CASSINO – ECCO IL GARANTE DEI DIRITTI PER L’INFANZIA E L’ADOLESCENZA

Il presidente della Commissione consiliare alla “Coesione Sociale” Fabio Vizzacchero (nella foto), assessorato che fa capo a Luigi Maccaro, fa sapere che dopo alcune riunioni è stato completato il lavoro di stesura del regolamento per l’istituzione della figura del “Garante dei diritti per l’Infanzia e l’Adolescenza”. La proposta è stata “licenziata” con voto unanimemente favorevole. A tal proposito il presidente della commissione ci tiene a ringraziare i colleghi: “per la serietà con cui si è lavorato – ha detto – per dotare il nostro Comune di uno strumento, qual è il regolamento, grazie al quale sarà possibile, una volta approvato dal Consiglio Comunale, dotare finalmente il nostro Ente di una figura professionale preziosa e irrinunciabile”. Quanto prima, quindi, la proposta approderà nella massima assise cittadina.

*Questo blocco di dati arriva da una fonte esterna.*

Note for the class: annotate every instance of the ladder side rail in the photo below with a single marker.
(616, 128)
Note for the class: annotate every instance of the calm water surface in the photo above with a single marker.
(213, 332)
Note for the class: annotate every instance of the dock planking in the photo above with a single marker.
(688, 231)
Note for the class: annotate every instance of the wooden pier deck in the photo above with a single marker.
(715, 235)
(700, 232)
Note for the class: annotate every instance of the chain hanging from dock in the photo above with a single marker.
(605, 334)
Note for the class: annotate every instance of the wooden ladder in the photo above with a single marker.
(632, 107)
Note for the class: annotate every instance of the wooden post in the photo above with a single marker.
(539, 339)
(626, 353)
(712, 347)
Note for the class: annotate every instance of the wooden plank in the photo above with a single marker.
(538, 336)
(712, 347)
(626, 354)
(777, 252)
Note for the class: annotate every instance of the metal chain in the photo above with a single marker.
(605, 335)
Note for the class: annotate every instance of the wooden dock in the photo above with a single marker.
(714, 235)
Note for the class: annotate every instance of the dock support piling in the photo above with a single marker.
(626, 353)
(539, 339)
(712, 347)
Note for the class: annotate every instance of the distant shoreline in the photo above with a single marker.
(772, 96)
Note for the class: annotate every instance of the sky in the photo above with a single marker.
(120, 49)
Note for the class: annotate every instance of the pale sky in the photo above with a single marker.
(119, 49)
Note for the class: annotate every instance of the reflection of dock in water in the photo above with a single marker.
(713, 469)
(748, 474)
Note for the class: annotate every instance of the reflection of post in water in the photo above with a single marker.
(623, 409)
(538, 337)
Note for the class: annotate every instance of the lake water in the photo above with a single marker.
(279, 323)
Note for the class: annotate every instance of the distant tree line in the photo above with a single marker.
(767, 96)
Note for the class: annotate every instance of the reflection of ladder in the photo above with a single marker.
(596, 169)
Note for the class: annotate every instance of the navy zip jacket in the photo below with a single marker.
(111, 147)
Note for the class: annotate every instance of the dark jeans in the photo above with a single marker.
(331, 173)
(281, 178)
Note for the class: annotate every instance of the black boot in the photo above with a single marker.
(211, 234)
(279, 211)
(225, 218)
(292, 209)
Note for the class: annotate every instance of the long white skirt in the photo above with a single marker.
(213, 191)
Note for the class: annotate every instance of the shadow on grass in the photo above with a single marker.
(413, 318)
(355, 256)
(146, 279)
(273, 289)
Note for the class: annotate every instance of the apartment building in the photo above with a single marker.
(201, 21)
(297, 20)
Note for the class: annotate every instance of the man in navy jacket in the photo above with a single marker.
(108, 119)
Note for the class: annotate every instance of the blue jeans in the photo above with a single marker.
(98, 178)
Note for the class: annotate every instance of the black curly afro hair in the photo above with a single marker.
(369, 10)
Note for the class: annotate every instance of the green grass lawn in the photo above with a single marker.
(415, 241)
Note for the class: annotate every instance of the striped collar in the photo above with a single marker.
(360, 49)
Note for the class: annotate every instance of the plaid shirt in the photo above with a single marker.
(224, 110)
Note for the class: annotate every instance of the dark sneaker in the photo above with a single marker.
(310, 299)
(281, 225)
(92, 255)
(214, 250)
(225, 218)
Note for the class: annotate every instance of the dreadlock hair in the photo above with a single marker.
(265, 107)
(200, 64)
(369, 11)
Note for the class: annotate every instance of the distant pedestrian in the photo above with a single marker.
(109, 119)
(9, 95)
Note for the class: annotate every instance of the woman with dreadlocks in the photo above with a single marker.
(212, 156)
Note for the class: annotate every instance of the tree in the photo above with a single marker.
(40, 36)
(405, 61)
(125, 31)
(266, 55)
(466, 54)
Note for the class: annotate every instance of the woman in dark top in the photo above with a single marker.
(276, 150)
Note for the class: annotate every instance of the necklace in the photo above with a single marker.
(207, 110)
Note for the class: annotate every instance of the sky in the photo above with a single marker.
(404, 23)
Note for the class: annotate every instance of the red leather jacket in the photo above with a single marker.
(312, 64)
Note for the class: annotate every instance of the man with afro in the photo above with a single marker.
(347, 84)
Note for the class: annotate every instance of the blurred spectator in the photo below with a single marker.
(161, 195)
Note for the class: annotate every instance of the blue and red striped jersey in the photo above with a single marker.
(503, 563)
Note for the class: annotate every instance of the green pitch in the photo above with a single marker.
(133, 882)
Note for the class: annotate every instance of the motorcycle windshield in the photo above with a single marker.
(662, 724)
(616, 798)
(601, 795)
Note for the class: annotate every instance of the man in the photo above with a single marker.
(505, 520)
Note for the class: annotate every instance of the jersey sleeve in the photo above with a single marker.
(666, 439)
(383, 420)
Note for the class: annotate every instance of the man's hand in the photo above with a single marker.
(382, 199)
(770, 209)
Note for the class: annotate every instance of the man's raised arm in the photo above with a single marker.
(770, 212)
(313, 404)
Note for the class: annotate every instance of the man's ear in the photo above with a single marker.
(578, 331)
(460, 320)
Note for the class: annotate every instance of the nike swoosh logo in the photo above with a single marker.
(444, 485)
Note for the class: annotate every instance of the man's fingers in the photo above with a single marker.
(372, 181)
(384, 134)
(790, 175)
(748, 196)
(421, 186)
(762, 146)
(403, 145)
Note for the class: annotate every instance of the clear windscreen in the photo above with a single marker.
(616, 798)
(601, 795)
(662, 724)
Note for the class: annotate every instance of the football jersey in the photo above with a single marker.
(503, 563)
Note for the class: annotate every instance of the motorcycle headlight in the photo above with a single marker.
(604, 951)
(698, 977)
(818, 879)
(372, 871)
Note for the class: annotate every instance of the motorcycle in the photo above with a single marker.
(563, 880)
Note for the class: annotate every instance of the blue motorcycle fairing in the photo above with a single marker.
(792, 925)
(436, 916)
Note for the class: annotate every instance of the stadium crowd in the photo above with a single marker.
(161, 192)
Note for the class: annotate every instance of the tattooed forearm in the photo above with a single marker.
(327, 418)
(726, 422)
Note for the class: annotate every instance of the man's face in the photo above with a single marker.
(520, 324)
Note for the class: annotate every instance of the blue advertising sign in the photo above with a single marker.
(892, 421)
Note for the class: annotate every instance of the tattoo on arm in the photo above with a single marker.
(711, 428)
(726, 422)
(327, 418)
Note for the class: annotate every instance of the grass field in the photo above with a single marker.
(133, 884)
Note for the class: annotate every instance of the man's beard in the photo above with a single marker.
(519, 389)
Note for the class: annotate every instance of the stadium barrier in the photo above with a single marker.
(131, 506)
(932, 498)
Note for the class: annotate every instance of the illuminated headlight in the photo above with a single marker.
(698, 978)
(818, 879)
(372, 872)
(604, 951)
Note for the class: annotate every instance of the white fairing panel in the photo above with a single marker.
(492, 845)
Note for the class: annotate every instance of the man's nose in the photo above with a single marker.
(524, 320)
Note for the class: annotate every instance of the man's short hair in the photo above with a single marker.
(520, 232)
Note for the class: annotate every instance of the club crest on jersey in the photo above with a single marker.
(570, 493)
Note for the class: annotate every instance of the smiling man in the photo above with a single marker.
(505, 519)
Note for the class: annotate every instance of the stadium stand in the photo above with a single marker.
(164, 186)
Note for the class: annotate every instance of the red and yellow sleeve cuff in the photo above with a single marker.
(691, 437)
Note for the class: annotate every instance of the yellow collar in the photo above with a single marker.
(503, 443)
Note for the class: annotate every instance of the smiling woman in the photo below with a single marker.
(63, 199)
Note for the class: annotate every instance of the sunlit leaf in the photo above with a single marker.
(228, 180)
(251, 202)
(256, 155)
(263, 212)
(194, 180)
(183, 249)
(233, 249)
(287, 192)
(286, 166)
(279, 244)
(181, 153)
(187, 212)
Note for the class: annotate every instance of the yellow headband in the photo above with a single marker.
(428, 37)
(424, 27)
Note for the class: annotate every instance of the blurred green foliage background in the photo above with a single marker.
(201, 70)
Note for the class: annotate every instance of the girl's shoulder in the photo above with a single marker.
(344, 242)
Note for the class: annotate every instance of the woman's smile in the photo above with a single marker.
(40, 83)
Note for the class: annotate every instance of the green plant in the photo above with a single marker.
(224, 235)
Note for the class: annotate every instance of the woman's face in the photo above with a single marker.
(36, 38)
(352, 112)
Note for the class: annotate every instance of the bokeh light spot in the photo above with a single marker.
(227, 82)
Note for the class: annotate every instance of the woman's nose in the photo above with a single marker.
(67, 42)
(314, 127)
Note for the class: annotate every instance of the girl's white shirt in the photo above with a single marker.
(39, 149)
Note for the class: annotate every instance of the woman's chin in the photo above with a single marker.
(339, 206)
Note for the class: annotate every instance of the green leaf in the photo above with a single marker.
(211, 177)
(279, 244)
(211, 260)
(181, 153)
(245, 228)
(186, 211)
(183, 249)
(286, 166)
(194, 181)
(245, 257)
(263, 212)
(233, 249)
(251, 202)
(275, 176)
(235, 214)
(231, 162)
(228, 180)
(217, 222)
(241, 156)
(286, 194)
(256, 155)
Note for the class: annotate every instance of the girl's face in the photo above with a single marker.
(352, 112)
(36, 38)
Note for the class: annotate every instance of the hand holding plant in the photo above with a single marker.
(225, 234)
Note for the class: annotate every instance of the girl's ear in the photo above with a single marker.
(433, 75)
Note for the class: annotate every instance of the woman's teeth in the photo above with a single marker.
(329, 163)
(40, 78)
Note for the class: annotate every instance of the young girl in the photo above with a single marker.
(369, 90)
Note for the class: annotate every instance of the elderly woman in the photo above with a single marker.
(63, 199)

Il regolamento si compone di cinque articoli. Il primo fa esplicito riferimento alla figura del Garante e alla sua funzione il cui fine è di “assicurare la piena attuazione dei diritti riconosciuti alle persone minori di età”. L’articolo 2° disciplina la nomina e la durata dell’incarico. Stabilisce che il Garante viene eletto dal Consiglio Comunale su proposta del Sindaco, dura in carica cinque anni e viene scelto tra persone che “dispongano di particolare competenza nel settore della tutela dei diritti dei minori e dell’infanzia, esperienza nel campo del sostegno all’infanzia, della prevenzione del disagio sociale e dell’intervento sulla devianza minorile, ovvero che abbiano ricoperto incarichi istituzionali di particolare responsabilità e rilievo nell’ambito delle materie sociali”. L’art. 3 elenca in maniera dettagliata i compiti e le funzioni del Garante, tra i quali c’è quello di presentare il 20 Novembre di ogni anno una relazione al Consiglio Comunale sulla condizione dell’Infanzia e dell’Adolescenza nella città di Cassino, sui servizi esistenti e sulle risorse utilizzate, in cui illustra al Consiglio comunale medesimo le attività svolte e quelle in programma per l’anno successivo.
Il quarto e il quinto articolo attengono rispettivamente alla relazione agli Organi del Comune e all’entrata in vigore del Regolamento: il quindicesimo giorno successivo a quello della pubblicazione all’Albo Pretorio della delibera di approvazione.